CVE-2021-44255

Vulnerability

The vulnerability exists in MotionEye versions ≤0.42.1 and MotionEyeOS ≤20200606. The application allows an authenticated administrator to upload a configuration backup file. The backup is processed using Python's pickle module, which can deserialize arbitrary Python objects, leading to code execution. The affected code path is reachable through the backup/restore functionality in the web interface [1][2].

Exploitation

An attacker requires administrator-level credentials to access the web GUI. The attacker prepares a malicious Python pickle payload embedded in a specially crafted configuration backup file (e.g., containing a tasks.pickle file). Once uploaded, the application deserializes the pickle data without validation, triggering execution of the attacker's code on the server [1][4]. No user interaction beyond the upload is needed; the execution occurs during the restore process.

Impact

Successful exploitation results in remote code execution with the privileges of the motionEye process (typically the motion user or root, depending on the deployment).
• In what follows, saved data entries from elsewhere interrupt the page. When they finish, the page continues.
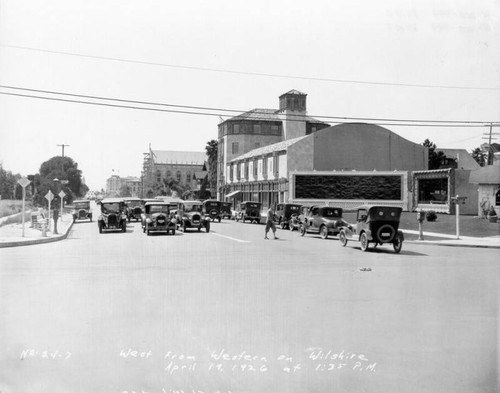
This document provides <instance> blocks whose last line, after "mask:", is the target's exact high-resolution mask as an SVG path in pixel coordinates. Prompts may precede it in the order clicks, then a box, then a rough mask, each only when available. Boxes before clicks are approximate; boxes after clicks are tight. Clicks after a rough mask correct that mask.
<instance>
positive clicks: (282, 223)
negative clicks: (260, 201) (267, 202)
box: [275, 203, 301, 229]
mask: <svg viewBox="0 0 500 393" xmlns="http://www.w3.org/2000/svg"><path fill="white" fill-rule="evenodd" d="M300 207H301V205H298V204H296V203H278V205H277V206H276V213H275V216H276V221H277V223H278V225H280V226H281V229H286V228H288V229H289V228H290V225H289V221H290V217H291V216H292V214H298V212H299V211H300Z"/></svg>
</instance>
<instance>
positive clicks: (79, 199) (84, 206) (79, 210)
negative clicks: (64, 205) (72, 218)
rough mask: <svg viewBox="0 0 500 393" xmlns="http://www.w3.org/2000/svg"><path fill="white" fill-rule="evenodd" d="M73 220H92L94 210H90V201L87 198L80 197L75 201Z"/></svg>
mask: <svg viewBox="0 0 500 393" xmlns="http://www.w3.org/2000/svg"><path fill="white" fill-rule="evenodd" d="M72 215H73V222H75V221H76V220H90V221H92V210H90V201H89V200H87V199H79V200H76V201H73V212H72Z"/></svg>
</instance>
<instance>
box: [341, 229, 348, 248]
mask: <svg viewBox="0 0 500 393" xmlns="http://www.w3.org/2000/svg"><path fill="white" fill-rule="evenodd" d="M339 240H340V244H342V247H345V246H347V236H346V234H345V232H344V231H340V233H339Z"/></svg>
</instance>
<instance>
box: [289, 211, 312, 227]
mask: <svg viewBox="0 0 500 393" xmlns="http://www.w3.org/2000/svg"><path fill="white" fill-rule="evenodd" d="M310 208H311V206H310V205H302V206H301V207H300V208H299V211H298V212H297V213H293V214H292V215H291V216H290V219H289V220H288V229H290V230H291V231H294V230H295V229H297V230H299V229H300V224H301V223H303V222H304V219H305V217H306V215H307V213H308V212H309V209H310Z"/></svg>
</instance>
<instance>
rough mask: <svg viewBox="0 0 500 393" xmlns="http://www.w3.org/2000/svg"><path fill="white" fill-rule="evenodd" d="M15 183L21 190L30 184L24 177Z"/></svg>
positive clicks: (27, 179)
mask: <svg viewBox="0 0 500 393" xmlns="http://www.w3.org/2000/svg"><path fill="white" fill-rule="evenodd" d="M17 183H18V184H19V185H20V186H21V187H22V188H25V187H26V186H27V185H28V184H30V183H31V182H30V181H29V180H28V179H27V178H25V177H21V178H20V179H19V180H18V181H17Z"/></svg>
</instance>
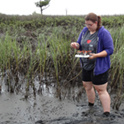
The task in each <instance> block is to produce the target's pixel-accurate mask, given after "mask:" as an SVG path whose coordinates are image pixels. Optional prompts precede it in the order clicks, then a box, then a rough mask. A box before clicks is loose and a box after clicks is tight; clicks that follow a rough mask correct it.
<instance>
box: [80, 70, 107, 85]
mask: <svg viewBox="0 0 124 124" xmlns="http://www.w3.org/2000/svg"><path fill="white" fill-rule="evenodd" d="M82 81H86V82H88V81H91V82H92V83H93V84H94V85H102V84H105V83H107V82H108V71H106V72H104V73H102V74H99V75H94V74H93V70H91V71H87V70H85V69H83V70H82Z"/></svg>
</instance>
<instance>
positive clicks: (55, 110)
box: [0, 92, 124, 124]
mask: <svg viewBox="0 0 124 124" xmlns="http://www.w3.org/2000/svg"><path fill="white" fill-rule="evenodd" d="M111 113H112V114H111V116H110V117H103V116H102V108H101V104H100V102H99V100H98V99H97V100H96V103H95V106H94V107H92V108H89V107H88V106H87V100H86V95H85V93H84V94H83V95H82V99H81V100H80V101H79V102H77V101H73V100H69V99H65V100H62V101H60V100H58V98H55V97H53V96H49V95H48V94H44V95H37V96H36V98H33V97H32V96H30V97H29V99H28V100H25V99H23V95H16V94H10V93H7V92H3V93H1V94H0V124H124V103H122V105H121V107H120V110H119V111H115V110H111Z"/></svg>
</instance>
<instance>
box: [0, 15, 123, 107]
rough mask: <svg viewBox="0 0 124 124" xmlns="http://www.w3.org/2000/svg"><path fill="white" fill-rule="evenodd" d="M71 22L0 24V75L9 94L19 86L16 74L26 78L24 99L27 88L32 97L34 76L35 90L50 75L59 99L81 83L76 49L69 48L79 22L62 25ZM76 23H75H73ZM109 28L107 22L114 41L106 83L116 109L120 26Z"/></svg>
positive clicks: (116, 100) (119, 89) (120, 67)
mask: <svg viewBox="0 0 124 124" xmlns="http://www.w3.org/2000/svg"><path fill="white" fill-rule="evenodd" d="M71 19H72V18H71V17H70V19H69V20H67V21H64V22H62V21H61V20H59V19H58V18H56V24H53V23H52V24H50V23H51V22H50V20H47V21H48V22H49V24H48V25H46V26H43V27H37V26H36V25H40V26H41V25H42V24H41V22H39V23H36V22H35V21H30V22H29V23H28V22H25V23H24V25H23V23H22V22H18V23H16V25H15V26H14V25H9V26H7V25H5V23H3V24H1V25H0V26H1V28H2V33H1V34H2V37H1V38H0V53H1V54H0V70H1V72H2V73H3V74H4V73H5V72H6V71H7V74H8V76H9V77H8V86H9V87H10V89H12V90H10V91H12V92H14V90H16V88H17V86H18V85H19V84H18V81H19V73H21V74H23V75H24V77H25V79H26V87H25V91H26V94H25V98H28V95H29V91H30V88H31V89H33V94H34V95H36V87H35V83H34V79H35V78H36V77H37V76H38V77H39V83H40V86H39V88H41V85H43V84H44V83H45V84H46V85H50V84H51V82H48V78H50V76H52V77H53V78H54V79H55V82H54V83H55V85H56V93H57V96H58V97H59V98H60V99H61V98H62V96H63V95H64V97H66V96H69V94H71V93H72V92H73V90H71V87H72V86H76V85H78V83H77V82H79V81H80V82H81V77H80V75H81V68H80V64H79V59H76V58H75V57H74V55H75V53H76V50H73V49H71V48H70V43H71V42H72V41H76V40H77V38H78V34H79V33H80V31H81V29H82V28H83V27H81V23H80V26H79V25H78V26H77V28H76V26H75V25H74V26H73V25H72V23H70V24H69V25H66V24H68V23H69V22H70V20H71ZM42 21H43V20H42ZM73 21H74V20H73ZM77 21H78V20H75V21H74V24H76V23H77ZM60 22H61V23H60ZM110 22H111V21H110ZM110 22H109V23H110ZM32 23H35V24H32ZM44 23H46V22H44ZM59 24H61V25H59ZM18 25H19V26H18ZM21 25H22V26H21ZM121 25H122V24H121ZM35 26H36V27H35ZM32 27H33V28H32ZM110 27H111V28H110ZM110 27H109V26H108V23H107V28H108V30H109V31H110V33H111V35H112V38H113V42H114V54H113V55H112V56H111V69H110V79H109V80H110V81H111V83H110V85H111V89H112V90H113V89H116V90H117V97H116V100H115V104H114V108H116V109H117V108H119V105H120V103H118V101H122V99H123V96H124V92H123V88H124V85H123V83H124V57H123V54H124V43H123V41H124V26H123V25H122V26H121V27H112V25H110ZM8 70H9V71H8ZM11 73H12V75H13V76H14V80H15V82H16V83H15V86H13V82H12V80H11V78H12V75H11ZM3 77H4V75H3ZM44 79H45V80H44ZM13 87H14V88H15V89H13ZM62 88H65V89H67V90H66V92H63V90H62ZM41 92H42V90H41ZM73 95H74V94H73ZM70 97H71V96H70Z"/></svg>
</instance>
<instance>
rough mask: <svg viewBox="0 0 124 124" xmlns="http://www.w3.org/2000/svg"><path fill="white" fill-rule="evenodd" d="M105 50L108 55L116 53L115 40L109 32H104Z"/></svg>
mask: <svg viewBox="0 0 124 124" xmlns="http://www.w3.org/2000/svg"><path fill="white" fill-rule="evenodd" d="M102 40H103V49H104V50H105V51H106V52H107V54H108V55H111V54H112V53H113V51H114V46H113V39H112V37H111V34H110V32H109V31H108V30H104V33H103V39H102Z"/></svg>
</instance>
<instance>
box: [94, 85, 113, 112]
mask: <svg viewBox="0 0 124 124" xmlns="http://www.w3.org/2000/svg"><path fill="white" fill-rule="evenodd" d="M107 85H108V83H106V84H103V85H94V87H95V89H96V91H97V92H98V95H99V98H100V101H101V103H102V106H103V111H104V112H110V103H111V100H110V96H109V94H108V92H107Z"/></svg>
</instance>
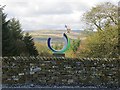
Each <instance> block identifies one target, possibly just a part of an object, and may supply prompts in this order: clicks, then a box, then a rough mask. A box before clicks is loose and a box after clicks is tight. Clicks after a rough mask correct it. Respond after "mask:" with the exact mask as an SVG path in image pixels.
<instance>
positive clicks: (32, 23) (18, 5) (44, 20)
mask: <svg viewBox="0 0 120 90" xmlns="http://www.w3.org/2000/svg"><path fill="white" fill-rule="evenodd" d="M104 1H108V0H101V1H100V0H94V1H93V0H19V1H18V0H2V1H0V3H1V5H6V7H5V13H8V18H14V17H15V18H17V19H19V20H20V22H21V24H22V28H23V29H24V30H38V29H64V25H65V24H68V25H70V26H71V28H72V29H82V28H83V27H82V26H83V23H82V21H81V17H82V14H83V13H84V12H85V11H87V10H89V9H90V8H91V7H92V6H95V5H96V4H98V3H100V2H104ZM109 1H110V2H112V3H114V4H116V2H117V1H118V0H109Z"/></svg>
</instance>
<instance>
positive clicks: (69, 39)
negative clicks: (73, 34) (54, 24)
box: [47, 33, 70, 53]
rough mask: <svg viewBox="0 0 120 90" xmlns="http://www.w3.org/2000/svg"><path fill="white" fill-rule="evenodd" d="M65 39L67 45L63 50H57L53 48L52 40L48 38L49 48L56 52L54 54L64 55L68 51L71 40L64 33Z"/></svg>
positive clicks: (63, 33)
mask: <svg viewBox="0 0 120 90" xmlns="http://www.w3.org/2000/svg"><path fill="white" fill-rule="evenodd" d="M63 37H64V40H65V45H64V47H63V48H62V49H61V50H55V49H53V48H52V47H51V38H48V42H47V43H48V47H49V49H50V50H51V51H52V52H54V53H64V52H65V51H66V50H68V48H69V47H70V39H69V38H68V37H67V35H66V34H65V33H63Z"/></svg>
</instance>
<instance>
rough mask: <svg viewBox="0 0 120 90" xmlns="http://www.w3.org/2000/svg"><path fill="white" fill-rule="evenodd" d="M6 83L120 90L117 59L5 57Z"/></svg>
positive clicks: (13, 83)
mask: <svg viewBox="0 0 120 90" xmlns="http://www.w3.org/2000/svg"><path fill="white" fill-rule="evenodd" d="M2 60H3V61H2V71H3V75H2V79H3V80H2V83H3V84H10V85H12V84H29V83H33V84H39V85H41V86H43V85H44V86H45V85H49V86H51V85H56V86H63V85H64V86H106V87H119V85H120V83H119V79H120V78H119V77H120V76H119V75H120V69H119V65H120V60H119V59H116V58H63V57H61V58H55V57H3V58H2Z"/></svg>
The attacker can execute arbitrary commands, potentially leading to full compromise of the surveillance system, including access to camera feeds, stored data, and the underlying OS [1][2][4].

Mitigation

As of the available references, the vendor has not released a patched version fixing this specific issue. The GitHub repository for motionEye shows version 0.43 introduced multilingual support but no explicit fix for the pickle deserialization [3]. Users should restrict network access to the motionEye web interface, enforce strong admin passwords, and avoid uploading untrusted backup files. If possible, disable or restrict the backup/restore functionality. The CVE is not listed in CISA's Known Exploited Vulnerabilities (KEV) catalog.